Pour toute réponse, Cinqpoints imprima une forte impulsion au plat qui, glissant le long de la table, renversant verres et carafes, s’arrêta juste en face du chevalier.
— De l’Orge, s’écria-t-il en même temps, ayez donc la complaisance de servir lady Griffin… Je suis flatté qu’elle ait toujours envie de mes raisins, car elle devrait commencer à les trouver un peu verts.
Il y eut une pause d’une minute ou deux. Comme Cinqpoints avait prononcé la fin de cette phrase en anglais, le but de milady n’était pas encore atteint.
— Ah ! vous osez m’insulter devant mes gens, dans ma propre maison ! C’est par trop fort, monsieur ! dit enfin lady Griffin, qui, après avoir prononcé ces paroles d’une voix éclatante, se leva brusquement et quitta la salle à manger.

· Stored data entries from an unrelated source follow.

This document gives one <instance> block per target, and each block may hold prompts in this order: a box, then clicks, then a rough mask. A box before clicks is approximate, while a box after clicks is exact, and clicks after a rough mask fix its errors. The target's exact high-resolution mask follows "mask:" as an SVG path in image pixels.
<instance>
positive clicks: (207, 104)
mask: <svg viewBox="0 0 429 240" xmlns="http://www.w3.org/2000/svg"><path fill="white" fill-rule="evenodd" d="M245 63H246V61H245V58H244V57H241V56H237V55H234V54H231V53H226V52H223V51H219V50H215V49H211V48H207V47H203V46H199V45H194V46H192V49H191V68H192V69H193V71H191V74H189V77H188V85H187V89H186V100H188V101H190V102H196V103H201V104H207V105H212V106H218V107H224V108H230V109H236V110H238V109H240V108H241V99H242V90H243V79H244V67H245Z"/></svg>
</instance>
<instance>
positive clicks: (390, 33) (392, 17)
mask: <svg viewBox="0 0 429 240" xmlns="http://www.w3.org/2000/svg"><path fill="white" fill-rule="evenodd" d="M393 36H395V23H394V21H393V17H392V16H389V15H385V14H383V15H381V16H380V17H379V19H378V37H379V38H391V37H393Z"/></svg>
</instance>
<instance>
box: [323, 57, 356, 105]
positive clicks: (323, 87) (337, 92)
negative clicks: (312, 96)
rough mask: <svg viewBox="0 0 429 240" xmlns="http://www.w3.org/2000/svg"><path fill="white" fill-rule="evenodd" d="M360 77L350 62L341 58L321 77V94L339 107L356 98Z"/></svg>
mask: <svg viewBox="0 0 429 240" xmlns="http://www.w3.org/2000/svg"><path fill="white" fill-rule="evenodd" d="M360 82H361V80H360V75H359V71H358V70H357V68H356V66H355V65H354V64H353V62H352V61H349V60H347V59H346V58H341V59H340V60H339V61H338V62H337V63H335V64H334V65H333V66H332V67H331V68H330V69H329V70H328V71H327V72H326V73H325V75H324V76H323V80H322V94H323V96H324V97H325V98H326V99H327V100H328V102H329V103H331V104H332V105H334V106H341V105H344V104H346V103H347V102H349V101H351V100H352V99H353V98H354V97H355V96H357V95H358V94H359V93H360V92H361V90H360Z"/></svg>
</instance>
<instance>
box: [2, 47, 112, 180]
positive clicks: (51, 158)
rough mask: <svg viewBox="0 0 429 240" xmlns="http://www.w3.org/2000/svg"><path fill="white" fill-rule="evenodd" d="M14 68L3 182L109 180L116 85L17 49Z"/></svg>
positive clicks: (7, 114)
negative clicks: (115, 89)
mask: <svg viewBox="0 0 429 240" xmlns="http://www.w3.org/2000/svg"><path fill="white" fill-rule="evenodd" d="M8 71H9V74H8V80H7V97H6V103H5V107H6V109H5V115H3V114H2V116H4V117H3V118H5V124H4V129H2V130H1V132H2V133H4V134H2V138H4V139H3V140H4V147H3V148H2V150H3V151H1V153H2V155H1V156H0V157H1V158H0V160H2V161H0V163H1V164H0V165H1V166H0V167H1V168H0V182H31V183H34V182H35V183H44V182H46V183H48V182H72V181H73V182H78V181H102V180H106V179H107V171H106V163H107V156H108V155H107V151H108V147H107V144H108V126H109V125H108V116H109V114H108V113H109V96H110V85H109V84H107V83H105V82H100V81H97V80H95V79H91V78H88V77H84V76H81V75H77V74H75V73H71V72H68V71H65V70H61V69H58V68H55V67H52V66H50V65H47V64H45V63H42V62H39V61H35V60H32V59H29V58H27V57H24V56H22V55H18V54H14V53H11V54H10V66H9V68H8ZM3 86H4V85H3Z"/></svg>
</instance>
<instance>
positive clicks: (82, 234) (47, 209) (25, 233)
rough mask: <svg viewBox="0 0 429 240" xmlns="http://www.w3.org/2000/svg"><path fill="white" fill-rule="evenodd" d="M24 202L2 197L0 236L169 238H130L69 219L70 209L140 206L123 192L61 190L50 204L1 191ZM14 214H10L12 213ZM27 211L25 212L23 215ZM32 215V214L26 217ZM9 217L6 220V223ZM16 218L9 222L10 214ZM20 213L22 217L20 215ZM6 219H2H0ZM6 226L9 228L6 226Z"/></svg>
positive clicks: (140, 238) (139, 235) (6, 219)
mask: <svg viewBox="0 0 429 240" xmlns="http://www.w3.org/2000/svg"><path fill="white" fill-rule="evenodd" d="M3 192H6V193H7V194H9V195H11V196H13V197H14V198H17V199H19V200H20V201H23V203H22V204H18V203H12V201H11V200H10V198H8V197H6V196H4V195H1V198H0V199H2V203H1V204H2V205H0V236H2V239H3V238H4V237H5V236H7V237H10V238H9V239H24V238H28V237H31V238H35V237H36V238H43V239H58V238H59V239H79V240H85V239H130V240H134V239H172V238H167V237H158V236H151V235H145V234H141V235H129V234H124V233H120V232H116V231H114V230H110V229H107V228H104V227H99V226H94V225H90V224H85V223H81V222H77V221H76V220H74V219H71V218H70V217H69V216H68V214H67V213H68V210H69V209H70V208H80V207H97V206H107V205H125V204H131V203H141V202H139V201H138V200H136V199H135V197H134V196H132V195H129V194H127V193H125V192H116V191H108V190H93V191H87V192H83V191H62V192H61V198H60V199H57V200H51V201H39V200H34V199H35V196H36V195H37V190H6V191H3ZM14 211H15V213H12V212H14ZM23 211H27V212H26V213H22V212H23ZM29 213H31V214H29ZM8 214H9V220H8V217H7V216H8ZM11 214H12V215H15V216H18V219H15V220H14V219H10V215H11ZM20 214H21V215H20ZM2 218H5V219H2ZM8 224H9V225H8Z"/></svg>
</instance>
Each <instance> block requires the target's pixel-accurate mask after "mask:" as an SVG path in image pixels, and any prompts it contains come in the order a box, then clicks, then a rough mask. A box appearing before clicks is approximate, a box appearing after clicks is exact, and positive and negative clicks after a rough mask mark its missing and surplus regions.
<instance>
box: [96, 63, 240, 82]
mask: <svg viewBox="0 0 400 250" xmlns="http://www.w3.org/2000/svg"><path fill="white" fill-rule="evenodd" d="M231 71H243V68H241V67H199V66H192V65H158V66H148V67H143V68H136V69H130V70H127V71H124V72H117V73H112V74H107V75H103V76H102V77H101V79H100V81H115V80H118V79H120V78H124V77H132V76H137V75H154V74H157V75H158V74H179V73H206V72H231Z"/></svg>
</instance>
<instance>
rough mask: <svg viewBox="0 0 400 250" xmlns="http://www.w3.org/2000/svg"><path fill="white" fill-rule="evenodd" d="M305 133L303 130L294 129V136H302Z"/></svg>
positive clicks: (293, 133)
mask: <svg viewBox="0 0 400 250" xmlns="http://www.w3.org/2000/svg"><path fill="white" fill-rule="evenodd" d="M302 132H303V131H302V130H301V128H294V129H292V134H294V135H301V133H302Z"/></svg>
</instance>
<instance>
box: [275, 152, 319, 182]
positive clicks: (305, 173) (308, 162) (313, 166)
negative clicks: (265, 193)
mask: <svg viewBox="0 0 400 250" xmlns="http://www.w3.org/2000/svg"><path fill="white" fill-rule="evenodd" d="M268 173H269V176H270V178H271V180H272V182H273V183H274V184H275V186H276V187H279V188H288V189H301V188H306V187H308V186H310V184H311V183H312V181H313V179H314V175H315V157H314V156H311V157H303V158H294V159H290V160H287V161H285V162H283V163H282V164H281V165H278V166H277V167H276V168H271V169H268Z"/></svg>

Mathilde la suivit en criant :
— Lady Griffin !… Maman !… Au nom du ciel !
La porte se referma sur elles, et on n’entendit plus rien.
La charmante veuve avait très-bien fait de répondre en français. Autrement de l’Orge n’aurait peut-être pas compris l’insolence dont Cinqpoints venait de se rendre coupable ; mais les paroles de milady lui en apprirent assez. A peine eut-elle disparu, que le chevalier, s’avançant vers mon maître, lui appliqua sur chaque joue un vigoureux soufflet en disant :
— Monsieur Cinqpoints, vous êtes un menteur et un lâche !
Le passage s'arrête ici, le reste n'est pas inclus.